Denise verstand zunächst nicht. Deshalb schwieg sie.

»So gut wie ich hat sie sicher nicht gegessen«, überlegte Henrik laut weiter. »Aber hungern wird ihre Mutter sie auch nicht lassen. So böse hat sie nicht ausgeschaut. Wo war ihr Vater? Die Frau hat doch nur von einem Onkel Hannes gesprochen.«

Jetzt wußte Denise, wen Henrik meinte. Ihre Miene wurde nachdenklich. Sie fand, ihr Sohn hatte recht. Diese Frau hatte Angst gehabt, daß der Onkel Hannes etwas erfahren könnte.

»Was ist los?« Alexander sah von Henrik auf seine Frau.

»Ich will es Vati erzählen.« Henrik löste sich von seiner Mutter. Er ließ sich von seinem Vater auf den Schoß ziehen und begann zu erzählen.
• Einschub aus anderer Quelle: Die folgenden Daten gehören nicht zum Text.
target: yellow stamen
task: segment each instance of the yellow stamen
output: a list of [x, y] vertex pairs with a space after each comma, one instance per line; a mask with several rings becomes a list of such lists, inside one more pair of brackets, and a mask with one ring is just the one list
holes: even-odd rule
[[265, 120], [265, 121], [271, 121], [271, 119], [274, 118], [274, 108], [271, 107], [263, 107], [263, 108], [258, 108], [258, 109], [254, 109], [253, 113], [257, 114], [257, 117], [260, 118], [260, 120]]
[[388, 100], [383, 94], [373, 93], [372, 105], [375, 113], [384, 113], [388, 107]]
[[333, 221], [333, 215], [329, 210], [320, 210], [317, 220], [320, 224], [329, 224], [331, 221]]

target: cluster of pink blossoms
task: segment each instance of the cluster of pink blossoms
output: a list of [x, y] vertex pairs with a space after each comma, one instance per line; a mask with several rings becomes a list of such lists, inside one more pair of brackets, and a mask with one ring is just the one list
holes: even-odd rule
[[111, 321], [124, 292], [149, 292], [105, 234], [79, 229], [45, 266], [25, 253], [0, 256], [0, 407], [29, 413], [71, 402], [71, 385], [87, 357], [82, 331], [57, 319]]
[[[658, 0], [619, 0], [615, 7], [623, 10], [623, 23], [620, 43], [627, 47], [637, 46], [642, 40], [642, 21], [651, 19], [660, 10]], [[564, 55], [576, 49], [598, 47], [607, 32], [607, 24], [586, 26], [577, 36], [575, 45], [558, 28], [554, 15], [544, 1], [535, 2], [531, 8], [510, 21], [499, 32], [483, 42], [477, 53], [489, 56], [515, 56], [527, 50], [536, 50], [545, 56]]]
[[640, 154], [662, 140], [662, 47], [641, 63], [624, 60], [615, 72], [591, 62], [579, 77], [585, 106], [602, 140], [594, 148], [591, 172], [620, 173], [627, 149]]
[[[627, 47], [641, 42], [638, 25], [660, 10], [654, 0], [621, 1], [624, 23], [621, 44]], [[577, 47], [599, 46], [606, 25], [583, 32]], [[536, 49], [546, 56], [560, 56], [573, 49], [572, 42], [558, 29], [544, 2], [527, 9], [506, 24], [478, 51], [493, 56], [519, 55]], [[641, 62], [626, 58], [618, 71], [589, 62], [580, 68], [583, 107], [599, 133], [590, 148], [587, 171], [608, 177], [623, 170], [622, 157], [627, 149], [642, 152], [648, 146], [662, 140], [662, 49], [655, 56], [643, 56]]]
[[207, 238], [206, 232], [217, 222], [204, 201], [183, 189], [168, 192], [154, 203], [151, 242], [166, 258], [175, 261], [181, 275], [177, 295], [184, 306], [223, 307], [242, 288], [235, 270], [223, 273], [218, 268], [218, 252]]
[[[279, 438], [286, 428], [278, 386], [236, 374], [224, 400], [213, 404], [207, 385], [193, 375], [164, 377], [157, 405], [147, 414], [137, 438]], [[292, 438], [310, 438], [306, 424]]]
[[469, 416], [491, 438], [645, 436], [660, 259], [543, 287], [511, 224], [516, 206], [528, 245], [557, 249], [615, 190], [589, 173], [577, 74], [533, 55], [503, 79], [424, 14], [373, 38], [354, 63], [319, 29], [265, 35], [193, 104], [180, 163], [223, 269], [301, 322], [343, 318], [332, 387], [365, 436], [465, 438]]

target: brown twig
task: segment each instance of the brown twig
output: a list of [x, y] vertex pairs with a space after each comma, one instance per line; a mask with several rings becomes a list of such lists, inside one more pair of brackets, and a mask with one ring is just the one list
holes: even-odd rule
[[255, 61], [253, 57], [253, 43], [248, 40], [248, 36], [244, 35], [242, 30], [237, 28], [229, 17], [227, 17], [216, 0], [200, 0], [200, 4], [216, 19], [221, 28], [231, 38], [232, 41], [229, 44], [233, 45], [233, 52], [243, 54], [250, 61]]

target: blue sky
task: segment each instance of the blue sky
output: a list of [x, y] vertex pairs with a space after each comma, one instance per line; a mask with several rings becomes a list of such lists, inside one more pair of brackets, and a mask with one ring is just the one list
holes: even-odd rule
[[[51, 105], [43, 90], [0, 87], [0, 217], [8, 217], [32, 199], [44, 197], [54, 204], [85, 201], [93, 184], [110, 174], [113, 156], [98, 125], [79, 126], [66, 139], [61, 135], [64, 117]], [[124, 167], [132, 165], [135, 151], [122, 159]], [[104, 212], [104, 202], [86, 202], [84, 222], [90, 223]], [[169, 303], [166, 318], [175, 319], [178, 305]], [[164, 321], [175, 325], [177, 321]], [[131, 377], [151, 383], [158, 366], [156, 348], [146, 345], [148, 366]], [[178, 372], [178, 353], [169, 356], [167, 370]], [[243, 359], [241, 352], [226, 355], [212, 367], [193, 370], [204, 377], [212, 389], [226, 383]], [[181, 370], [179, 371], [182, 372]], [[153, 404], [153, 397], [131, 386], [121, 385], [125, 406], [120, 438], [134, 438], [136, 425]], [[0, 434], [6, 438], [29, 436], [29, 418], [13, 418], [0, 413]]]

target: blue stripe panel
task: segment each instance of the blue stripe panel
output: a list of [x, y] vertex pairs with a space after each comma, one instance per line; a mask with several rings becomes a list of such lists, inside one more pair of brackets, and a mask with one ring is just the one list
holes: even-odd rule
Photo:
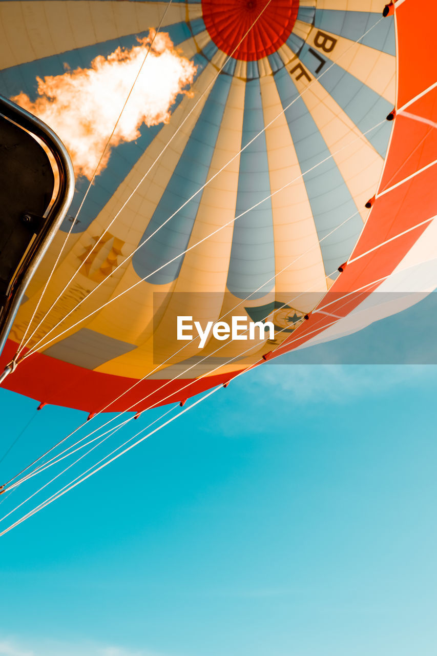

Bald unterbrach sein Bruder ihn interessiert. »Die Kleine hat richtig geklaut? Aber warum? Wollte ihr die Mutter nichts kaufen?«

»Sie hat gesagt, sie hätte ihr das Püppchen gekauft«, berichtete Henrik weiter. »Ich glaube auch, daß das Mädchen bisher noch nie etwas gestohlen hat.«

»Vielleicht irrst du dich.« Nick liebte Kinder und Tiere und versuchte schon selbständig zu handeln, wenn es darum ging, einem Kind zu helfen. Er war sehr stolz auf das Kinderheim. »Es könnte ja sein, daß die Mutter deshalb so entsetzt war, weil ihre Tochter es schon wieder getan hat. Was hat denn das Mädchen gesagt?«

»Nichts. Nicht wahr, Mutti, das Mädchen hat kein Wort gesprochen?«

Denise nickte bestätigend.

»Es war nur sehr traurig«, fuhr Henrik fort.